Fortunately for aspiring musicians, Stocco enjoys sharing his extraordinary methods and creative skills with others– as seen in the latest episode of FIDM 360 (shown above).He can often be found in the classroom at leading digital media college FIDM/Fashion Institute of Design & Merchandising sharing his industry tips with students as a guest lecturer.
“Overall, I like the experience of teaching, [and] sharing these thoughts with students because I really think music is a language that goes beyond music itself,” he says.
As an incredibly gifted and inspiring composer, FIDMDigitalArts.com interviewed Stocco about what musicians inspire him (film composer Danny Elfman), how he came to be so handy with tools (his family is full of handymen), and what advice he has for young creatives. Check out our Q&A with Stocco below:
Q&A with Music Composer Diego Stocco:
(FIDMDigitalArts.com) What do you enjoy most about your career as a music composer?
(Stocco) “The opportunity to experiment new ideas and to continue learning all along the process.”
You seem to find the potential to create music everywhere. What inspires your unique approach to music making?
“Sound itself is a huge source of inspiration, but I also love to tell a story with my works, especially the videos.”
What prompted you to create your own instruments?
“Part of the reason is because of my family background. My grandfather was a truck driver, my uncle a welder, my father is a butcher, so it was very common to have working tools around to just hack and build stuff as needed. Later on, I combined this with my passion for music. You never know what comes useful in life.”
What musicians have inspired, or currently inspire you? What is on your iPod for example? (…Or do you prefer Spotify or Pandora?)
“When I was a kid my mother used to listen to The Beatles records, those are the first notes I ever heard. Later on, I became a huge fan of Mike Oldfield, then Peter Gabriel, and many film composers including Ennio Morricone, John Williams and Danny Elfman. Through the years I went through a massive amount of music. I tried to expand my understanding of music by listening to a diverse selection of works. I don’t listen to music on portable devices, I’m not crazy about that kind of listening experience.”

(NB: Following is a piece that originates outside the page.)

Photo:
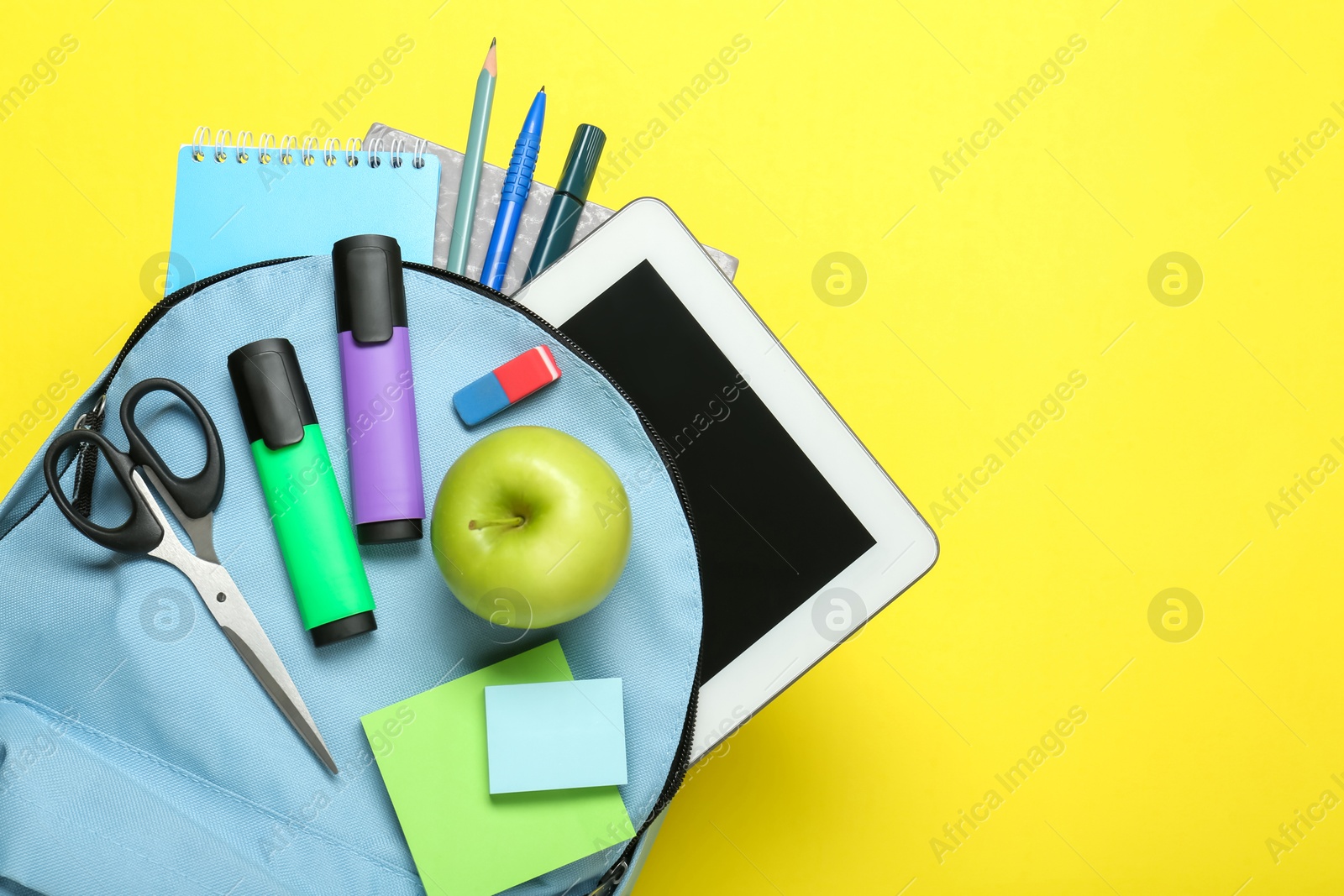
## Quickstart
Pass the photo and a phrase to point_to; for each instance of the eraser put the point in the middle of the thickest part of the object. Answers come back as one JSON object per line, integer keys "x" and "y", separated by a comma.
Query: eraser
{"x": 506, "y": 385}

What recent projects are you currently working on that you are most excited about? Anything you can talk about?
“I like to keep a little bit of mystery but I’ll keep you guys posted!”

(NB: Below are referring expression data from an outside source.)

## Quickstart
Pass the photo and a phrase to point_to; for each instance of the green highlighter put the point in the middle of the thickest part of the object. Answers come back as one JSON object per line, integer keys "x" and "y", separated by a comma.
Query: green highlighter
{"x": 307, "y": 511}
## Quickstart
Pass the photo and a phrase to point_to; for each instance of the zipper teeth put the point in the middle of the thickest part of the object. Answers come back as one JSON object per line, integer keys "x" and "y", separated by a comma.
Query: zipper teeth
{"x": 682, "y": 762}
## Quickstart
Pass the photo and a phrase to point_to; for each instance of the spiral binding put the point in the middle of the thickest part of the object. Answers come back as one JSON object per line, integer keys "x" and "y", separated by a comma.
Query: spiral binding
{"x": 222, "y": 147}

Tell us about how you’ve utilized social media to build an online presence and share your talents with the world.
“I simply tried to connect with people online exactly as I would do in real person, trying to present my work in terms [that aren’t] too technical.
To me what matters is the story, what sparked the idea. I’m also trying to share with people the excitement that I feel when I discover how to do things, like being able to play notes out of a tree, or to combine different materials and technologies into something different.”
What is a typical day in the life of Diego? We imagine that there is a lot of instrument engineering!
“It’s a lot of things actually– when I’m inspired I can’t really stop thinking about what I want to do.
If I’m building something, I’m going to the hardware store twice a day. Since I build on-the-go, I always need to get one more tool or component.”
What is the single most important piece of advice that you have for a young, aspiring filmmaker, designer or musician?
“To be yourself, to trust your gut, to work hard, to be honest, to thank people for what they give you, and not feel unhappy for what they don’t give you. Both experiences are essential in shaping your character.”